“Chicos, no hagan lío”

Dicen que la imaginación no tiene límites. Y podemos observarlo a diario en las sentencias de los jueces que integran los tribunales penales de la zona. Mientras tanto los marplatenses sufren la inseguridad, en cualquier punto de la ciudad en la que se encuentren.
Es indudable que la delincuencia cambió nuestras vidas. Son muy pocos quienes se animan a dejar sus autos en la calle durante toda la noche; aunque nos duela admitirlo, se ha hecho costumbre pasar algunos semáforos en rojo en horas de la madrugada; nuestros barrios se vaciaron de chiquitos andando en bicicleta o en patines a la tardecita, y no son muchas las parejas que se arriesgan a seguir sus “conversaciones” en el auto para alargar un ratito la salida.

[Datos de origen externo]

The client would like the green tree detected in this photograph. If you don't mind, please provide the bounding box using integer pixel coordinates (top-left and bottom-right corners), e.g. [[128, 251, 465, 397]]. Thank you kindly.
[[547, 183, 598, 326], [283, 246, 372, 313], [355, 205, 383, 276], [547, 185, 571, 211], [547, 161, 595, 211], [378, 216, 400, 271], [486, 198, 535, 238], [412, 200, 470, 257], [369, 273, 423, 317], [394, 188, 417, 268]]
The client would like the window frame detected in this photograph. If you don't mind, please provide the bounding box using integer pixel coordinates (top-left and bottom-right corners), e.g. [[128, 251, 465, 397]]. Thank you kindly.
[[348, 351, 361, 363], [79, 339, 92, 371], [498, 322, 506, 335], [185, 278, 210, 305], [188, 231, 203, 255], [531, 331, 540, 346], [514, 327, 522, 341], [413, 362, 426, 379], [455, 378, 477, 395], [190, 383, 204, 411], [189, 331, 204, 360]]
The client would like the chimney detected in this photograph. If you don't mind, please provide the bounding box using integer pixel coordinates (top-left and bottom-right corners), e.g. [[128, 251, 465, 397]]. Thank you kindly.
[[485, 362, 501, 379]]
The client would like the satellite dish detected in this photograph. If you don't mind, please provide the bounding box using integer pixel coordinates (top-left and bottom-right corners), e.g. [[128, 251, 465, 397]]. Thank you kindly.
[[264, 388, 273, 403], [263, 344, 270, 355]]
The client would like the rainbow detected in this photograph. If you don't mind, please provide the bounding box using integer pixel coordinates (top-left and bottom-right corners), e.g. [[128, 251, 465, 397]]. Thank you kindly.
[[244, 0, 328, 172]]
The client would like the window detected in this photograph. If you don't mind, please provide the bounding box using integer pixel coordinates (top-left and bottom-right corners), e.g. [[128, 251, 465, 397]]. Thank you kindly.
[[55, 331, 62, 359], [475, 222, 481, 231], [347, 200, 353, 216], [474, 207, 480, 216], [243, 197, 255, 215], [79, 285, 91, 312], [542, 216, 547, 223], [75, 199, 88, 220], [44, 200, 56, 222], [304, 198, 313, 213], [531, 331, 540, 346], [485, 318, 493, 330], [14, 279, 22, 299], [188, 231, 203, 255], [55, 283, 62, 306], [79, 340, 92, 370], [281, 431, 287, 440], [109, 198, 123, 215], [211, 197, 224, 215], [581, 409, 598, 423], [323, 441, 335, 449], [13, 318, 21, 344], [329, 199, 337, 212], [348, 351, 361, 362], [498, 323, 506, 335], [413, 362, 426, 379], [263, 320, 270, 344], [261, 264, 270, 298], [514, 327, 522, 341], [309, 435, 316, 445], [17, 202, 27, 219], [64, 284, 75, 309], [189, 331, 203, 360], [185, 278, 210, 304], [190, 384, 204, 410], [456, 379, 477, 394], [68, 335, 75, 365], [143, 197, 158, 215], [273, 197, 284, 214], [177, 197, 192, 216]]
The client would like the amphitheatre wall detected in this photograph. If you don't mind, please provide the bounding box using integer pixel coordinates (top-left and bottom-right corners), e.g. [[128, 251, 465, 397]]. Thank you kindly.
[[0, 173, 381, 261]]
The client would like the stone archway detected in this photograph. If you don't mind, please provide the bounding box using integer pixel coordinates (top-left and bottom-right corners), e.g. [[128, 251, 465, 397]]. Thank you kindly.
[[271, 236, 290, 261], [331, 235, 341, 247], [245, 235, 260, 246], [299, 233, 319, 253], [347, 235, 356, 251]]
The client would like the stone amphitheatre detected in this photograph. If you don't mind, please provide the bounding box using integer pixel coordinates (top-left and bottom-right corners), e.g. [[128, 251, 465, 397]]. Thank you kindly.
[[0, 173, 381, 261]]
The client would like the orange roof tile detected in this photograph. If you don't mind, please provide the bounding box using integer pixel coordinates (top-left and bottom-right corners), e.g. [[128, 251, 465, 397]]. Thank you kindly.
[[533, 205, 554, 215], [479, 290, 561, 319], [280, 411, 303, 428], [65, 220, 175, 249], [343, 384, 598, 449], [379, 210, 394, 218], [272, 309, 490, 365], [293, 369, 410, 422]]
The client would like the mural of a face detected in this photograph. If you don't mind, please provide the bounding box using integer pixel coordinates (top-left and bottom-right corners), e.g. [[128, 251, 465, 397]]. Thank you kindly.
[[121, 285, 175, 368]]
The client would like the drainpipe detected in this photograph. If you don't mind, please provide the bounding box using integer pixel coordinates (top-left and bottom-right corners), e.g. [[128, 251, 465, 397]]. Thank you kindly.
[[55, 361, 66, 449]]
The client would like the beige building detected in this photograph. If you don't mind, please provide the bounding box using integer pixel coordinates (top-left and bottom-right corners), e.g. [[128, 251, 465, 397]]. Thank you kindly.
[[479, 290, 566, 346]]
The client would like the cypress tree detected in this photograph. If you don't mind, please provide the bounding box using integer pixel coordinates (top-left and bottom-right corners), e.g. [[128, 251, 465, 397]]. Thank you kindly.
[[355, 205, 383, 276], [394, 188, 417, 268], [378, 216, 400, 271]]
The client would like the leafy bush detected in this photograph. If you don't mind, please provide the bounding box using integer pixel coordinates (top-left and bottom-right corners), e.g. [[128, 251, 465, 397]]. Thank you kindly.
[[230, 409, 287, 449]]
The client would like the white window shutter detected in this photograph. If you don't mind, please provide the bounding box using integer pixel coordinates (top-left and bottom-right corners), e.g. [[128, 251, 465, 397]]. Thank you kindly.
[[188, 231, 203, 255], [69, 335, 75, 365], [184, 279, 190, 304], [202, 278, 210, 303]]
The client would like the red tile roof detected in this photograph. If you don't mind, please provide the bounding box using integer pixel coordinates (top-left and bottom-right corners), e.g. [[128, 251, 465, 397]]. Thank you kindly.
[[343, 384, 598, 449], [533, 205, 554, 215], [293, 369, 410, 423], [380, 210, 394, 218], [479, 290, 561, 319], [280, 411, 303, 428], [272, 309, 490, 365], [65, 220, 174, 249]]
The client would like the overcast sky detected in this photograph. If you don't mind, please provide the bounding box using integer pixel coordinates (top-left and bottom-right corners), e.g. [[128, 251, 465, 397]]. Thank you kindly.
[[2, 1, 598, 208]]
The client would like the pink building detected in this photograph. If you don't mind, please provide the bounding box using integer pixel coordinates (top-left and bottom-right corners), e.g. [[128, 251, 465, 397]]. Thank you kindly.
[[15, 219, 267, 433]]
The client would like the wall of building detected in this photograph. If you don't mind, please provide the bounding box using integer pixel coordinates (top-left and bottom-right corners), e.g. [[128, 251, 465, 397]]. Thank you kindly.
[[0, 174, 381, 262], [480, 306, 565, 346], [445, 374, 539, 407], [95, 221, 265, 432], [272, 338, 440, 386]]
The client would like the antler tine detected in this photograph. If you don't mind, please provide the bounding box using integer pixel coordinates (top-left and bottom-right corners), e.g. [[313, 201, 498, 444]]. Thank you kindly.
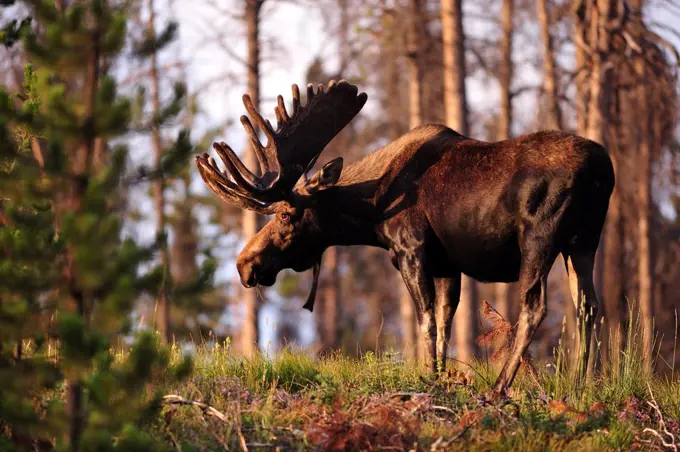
[[291, 84, 301, 117], [274, 107, 285, 130], [306, 84, 315, 105], [205, 153, 255, 199], [196, 154, 270, 208], [275, 95, 290, 128], [213, 142, 264, 193], [195, 155, 274, 214], [213, 142, 284, 202], [240, 115, 273, 175], [242, 94, 275, 139]]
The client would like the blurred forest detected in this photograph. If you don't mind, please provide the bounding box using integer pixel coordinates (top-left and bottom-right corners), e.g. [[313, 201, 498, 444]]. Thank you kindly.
[[1, 0, 680, 447], [123, 0, 679, 374]]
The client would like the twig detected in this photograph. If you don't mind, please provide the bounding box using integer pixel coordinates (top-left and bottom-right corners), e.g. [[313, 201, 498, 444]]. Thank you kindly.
[[430, 423, 475, 450], [389, 392, 430, 401], [445, 357, 491, 385], [642, 383, 679, 451], [163, 394, 248, 451], [235, 386, 249, 452], [431, 405, 458, 416], [621, 30, 643, 54], [162, 394, 230, 423], [521, 356, 545, 392]]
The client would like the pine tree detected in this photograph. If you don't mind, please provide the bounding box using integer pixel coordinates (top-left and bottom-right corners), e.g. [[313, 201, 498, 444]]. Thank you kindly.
[[0, 0, 211, 448], [0, 65, 63, 450]]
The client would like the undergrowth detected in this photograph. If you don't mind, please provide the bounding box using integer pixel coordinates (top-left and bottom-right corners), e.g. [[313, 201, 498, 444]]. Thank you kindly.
[[149, 336, 679, 451], [32, 301, 677, 451]]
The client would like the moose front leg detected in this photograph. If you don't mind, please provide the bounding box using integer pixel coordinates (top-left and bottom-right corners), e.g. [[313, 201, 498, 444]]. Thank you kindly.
[[395, 247, 437, 373]]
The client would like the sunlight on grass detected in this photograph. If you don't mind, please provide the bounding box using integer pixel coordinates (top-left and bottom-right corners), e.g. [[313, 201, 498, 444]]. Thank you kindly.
[[18, 302, 679, 450], [152, 316, 679, 451]]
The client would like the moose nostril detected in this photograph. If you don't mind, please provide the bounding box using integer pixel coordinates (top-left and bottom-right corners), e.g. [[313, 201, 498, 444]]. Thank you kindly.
[[245, 267, 258, 288], [247, 274, 257, 287]]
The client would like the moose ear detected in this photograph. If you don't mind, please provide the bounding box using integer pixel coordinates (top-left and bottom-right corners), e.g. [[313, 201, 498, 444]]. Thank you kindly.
[[306, 157, 343, 193]]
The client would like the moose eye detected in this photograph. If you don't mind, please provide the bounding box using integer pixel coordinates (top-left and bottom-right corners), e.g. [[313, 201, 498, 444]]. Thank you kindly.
[[280, 212, 291, 223]]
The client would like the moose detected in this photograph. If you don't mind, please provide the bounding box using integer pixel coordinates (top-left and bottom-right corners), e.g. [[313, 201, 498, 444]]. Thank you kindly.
[[195, 80, 614, 393]]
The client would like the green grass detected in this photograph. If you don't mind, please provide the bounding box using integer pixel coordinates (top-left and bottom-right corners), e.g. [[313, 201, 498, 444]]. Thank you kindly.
[[22, 302, 676, 450], [147, 338, 679, 451]]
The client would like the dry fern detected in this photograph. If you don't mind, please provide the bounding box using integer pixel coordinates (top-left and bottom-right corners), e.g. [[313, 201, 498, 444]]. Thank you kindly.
[[477, 300, 538, 380]]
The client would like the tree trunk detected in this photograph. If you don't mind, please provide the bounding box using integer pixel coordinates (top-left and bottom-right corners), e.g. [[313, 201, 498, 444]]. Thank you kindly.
[[314, 0, 349, 353], [631, 0, 654, 373], [66, 15, 101, 451], [636, 98, 655, 376], [319, 247, 339, 351], [441, 0, 469, 135], [149, 0, 171, 343], [171, 175, 199, 284], [601, 82, 626, 371], [602, 164, 624, 369], [495, 0, 513, 322], [580, 0, 617, 374], [441, 0, 477, 363], [404, 0, 425, 363], [241, 0, 264, 357], [584, 2, 613, 153], [537, 0, 562, 130], [407, 0, 424, 130], [574, 0, 588, 137], [498, 0, 513, 142]]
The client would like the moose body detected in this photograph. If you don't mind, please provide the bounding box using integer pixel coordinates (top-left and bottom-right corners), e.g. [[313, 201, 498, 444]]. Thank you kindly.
[[196, 81, 614, 392]]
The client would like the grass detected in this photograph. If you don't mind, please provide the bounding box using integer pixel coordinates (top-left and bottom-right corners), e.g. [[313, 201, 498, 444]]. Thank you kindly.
[[148, 336, 679, 451], [20, 302, 677, 450]]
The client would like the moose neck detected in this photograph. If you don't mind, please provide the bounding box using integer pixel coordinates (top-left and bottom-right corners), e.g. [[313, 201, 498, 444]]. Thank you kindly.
[[313, 140, 410, 250], [315, 181, 384, 249]]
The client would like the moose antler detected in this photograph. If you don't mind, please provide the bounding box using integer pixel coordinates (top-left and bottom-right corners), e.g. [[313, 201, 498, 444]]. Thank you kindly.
[[195, 80, 367, 211]]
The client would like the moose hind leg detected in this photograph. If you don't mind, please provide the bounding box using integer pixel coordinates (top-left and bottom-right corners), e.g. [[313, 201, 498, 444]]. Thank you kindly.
[[434, 275, 461, 373], [494, 270, 549, 393], [494, 224, 562, 392]]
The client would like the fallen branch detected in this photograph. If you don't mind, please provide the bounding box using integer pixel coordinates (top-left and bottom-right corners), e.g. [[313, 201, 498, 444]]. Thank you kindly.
[[642, 383, 678, 451], [162, 394, 230, 423], [162, 394, 249, 451], [431, 405, 458, 416], [430, 423, 475, 450], [389, 392, 430, 401]]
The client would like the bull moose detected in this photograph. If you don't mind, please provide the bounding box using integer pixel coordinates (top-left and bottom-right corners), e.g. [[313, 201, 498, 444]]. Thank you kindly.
[[195, 80, 614, 393]]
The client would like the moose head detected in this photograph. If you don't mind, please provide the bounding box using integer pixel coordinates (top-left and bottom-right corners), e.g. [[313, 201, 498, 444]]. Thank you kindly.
[[195, 80, 367, 310]]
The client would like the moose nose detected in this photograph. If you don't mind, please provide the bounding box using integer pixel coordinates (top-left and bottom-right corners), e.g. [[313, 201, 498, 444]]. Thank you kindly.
[[237, 258, 258, 288]]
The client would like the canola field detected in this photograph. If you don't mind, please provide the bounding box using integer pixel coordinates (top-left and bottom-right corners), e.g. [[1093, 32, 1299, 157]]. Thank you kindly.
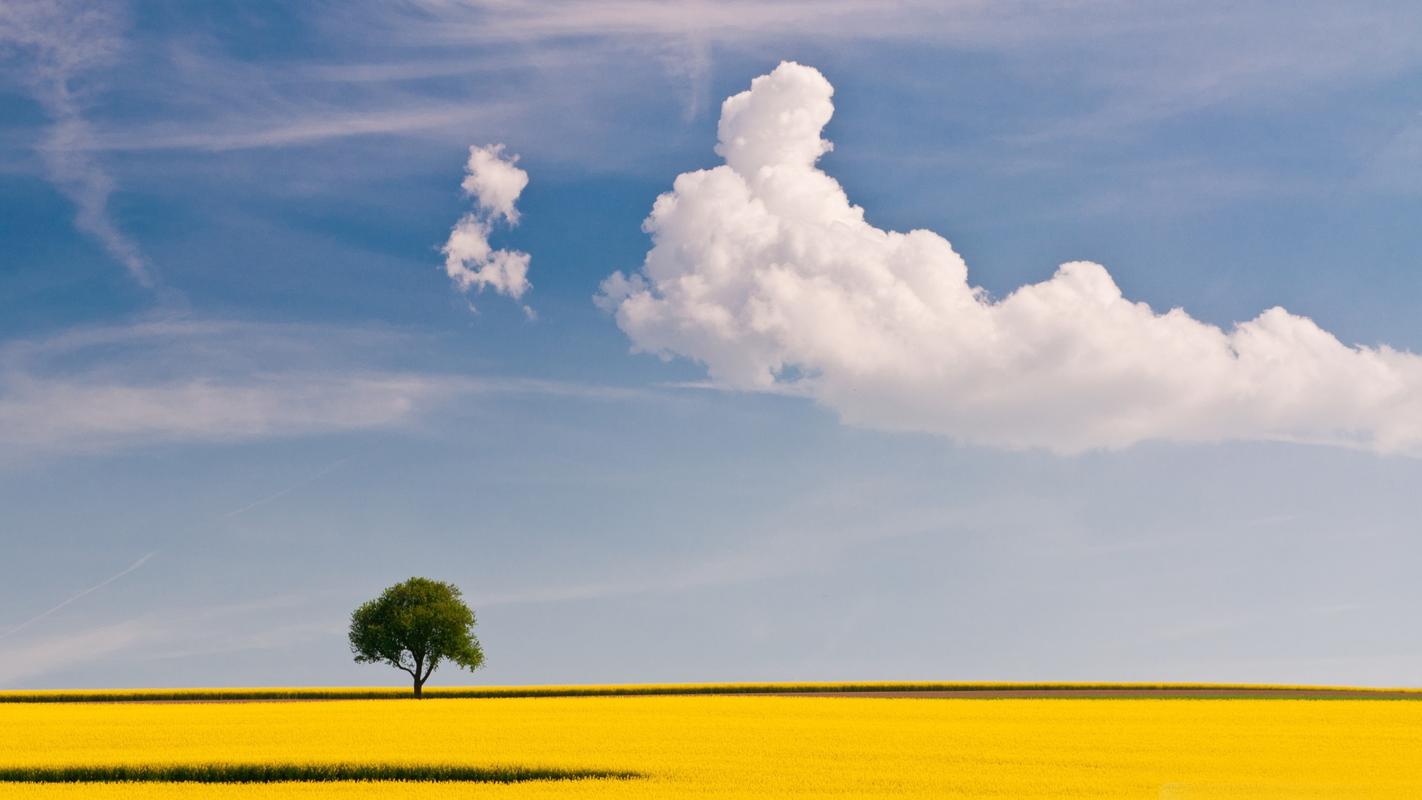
[[4, 687, 1422, 798]]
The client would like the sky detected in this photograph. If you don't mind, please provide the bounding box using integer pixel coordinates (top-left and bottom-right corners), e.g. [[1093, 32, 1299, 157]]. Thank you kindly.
[[2, 0, 1422, 690]]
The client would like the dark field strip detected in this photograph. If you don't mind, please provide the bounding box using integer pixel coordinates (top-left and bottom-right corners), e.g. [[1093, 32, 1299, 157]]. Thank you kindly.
[[783, 688, 1422, 700], [0, 764, 641, 784], [5, 682, 1421, 703]]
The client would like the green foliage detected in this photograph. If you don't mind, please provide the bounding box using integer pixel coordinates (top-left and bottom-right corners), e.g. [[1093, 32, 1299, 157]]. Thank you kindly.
[[348, 577, 484, 696], [9, 682, 1422, 704]]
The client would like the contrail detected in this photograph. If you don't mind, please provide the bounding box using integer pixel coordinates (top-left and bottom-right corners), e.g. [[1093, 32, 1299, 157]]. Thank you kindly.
[[222, 456, 353, 519], [0, 457, 352, 643], [0, 551, 157, 640]]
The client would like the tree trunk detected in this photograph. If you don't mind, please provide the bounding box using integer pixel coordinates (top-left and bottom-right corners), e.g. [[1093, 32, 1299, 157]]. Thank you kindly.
[[413, 676, 424, 699]]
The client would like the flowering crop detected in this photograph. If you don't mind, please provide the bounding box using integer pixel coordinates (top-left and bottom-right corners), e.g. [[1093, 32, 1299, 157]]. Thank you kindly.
[[3, 689, 1422, 797]]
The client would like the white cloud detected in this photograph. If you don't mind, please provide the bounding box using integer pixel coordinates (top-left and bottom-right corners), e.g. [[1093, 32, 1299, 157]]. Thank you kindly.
[[442, 144, 533, 312], [599, 62, 1422, 454], [460, 142, 528, 223]]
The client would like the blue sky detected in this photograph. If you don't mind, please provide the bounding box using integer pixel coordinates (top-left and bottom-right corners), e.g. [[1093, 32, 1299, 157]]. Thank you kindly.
[[3, 1, 1422, 689]]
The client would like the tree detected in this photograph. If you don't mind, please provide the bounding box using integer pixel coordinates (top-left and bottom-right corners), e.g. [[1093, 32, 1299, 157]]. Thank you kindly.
[[348, 577, 485, 698]]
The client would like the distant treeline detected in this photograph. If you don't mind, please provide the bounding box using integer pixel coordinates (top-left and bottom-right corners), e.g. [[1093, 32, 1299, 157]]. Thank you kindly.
[[4, 681, 1421, 703]]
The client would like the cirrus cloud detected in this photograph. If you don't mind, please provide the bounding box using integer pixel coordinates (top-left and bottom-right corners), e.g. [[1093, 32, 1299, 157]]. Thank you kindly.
[[599, 62, 1422, 454], [0, 317, 661, 464], [0, 0, 154, 286]]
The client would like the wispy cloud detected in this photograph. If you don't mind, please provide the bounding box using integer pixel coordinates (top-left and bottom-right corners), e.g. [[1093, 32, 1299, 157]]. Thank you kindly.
[[0, 0, 154, 285], [12, 0, 1417, 204], [0, 317, 654, 462], [383, 1, 1422, 132], [0, 594, 330, 686], [0, 618, 158, 686], [475, 475, 1038, 610], [0, 318, 462, 460], [0, 371, 457, 458], [83, 105, 512, 153]]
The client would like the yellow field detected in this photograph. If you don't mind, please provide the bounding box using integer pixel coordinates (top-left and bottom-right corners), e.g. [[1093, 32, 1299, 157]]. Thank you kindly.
[[5, 691, 1422, 798]]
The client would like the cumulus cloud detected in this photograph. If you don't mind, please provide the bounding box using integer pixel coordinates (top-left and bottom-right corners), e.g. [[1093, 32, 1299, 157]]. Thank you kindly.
[[460, 143, 528, 222], [442, 144, 532, 313], [599, 61, 1422, 454]]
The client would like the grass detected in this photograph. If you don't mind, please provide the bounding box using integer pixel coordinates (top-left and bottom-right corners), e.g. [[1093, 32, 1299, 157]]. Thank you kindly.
[[3, 680, 1421, 703], [0, 763, 638, 784]]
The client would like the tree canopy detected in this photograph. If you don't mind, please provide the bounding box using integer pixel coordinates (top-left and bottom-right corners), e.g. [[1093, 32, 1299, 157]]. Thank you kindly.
[[348, 577, 484, 697]]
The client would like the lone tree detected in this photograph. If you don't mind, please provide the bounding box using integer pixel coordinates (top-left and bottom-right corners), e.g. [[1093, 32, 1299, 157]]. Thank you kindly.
[[349, 577, 485, 698]]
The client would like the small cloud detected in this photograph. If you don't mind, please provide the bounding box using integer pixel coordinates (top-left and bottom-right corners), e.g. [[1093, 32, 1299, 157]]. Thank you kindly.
[[442, 144, 533, 311], [460, 142, 528, 223]]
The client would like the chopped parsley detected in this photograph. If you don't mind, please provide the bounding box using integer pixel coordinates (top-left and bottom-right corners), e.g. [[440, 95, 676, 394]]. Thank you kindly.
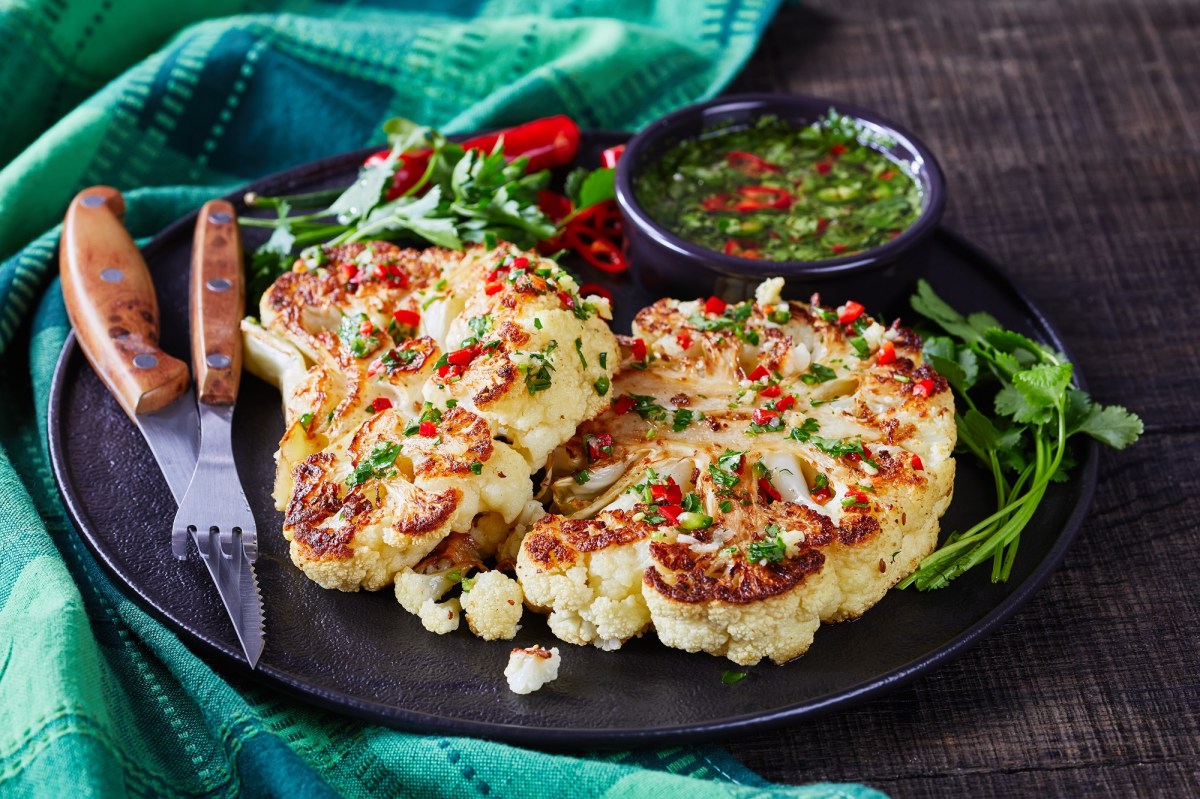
[[467, 315, 492, 340], [574, 469, 591, 485], [708, 449, 744, 490], [523, 341, 557, 395], [593, 376, 610, 396], [299, 412, 313, 428], [533, 317, 543, 330], [346, 440, 401, 487], [672, 409, 694, 432], [404, 403, 442, 436], [788, 417, 821, 442], [574, 337, 587, 368], [469, 461, 483, 475], [626, 394, 668, 422], [800, 362, 837, 385], [599, 352, 608, 369], [747, 524, 786, 563], [719, 500, 733, 513], [338, 313, 380, 359]]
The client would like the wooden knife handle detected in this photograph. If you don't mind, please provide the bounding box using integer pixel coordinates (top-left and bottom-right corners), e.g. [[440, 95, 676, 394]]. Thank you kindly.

La delincuencia ha tomado Mar del Plata en toda su geografía, como ha sucedido en todas las grandes urbes del país. Y a este flagelo, los habitantes honestos deben sumarle la desilusión por la falta de respuestas de quienes deberían brindárselas. Ni la policía, ni los jueces, mucho menos los políticos hacen nada para que volvamos a tener un nivel de vida aceptable.

Hablamos con dos vecinos de la ciudad. Rubén desde el sur, habitante del barrio San Martín, nos cuenta sus experiencias con los grupos de jóvenes del barrio y las respuestas que reciben de la policía de la zona. Nos comunicamos también con Alejandro, un comerciante que padece los mismos inconvenientes en el centro marplatense.

Derecho a expresarse

Noticias & Protagonistas: ¿Cuál es la situación de su barrio respecto de la inseguridad?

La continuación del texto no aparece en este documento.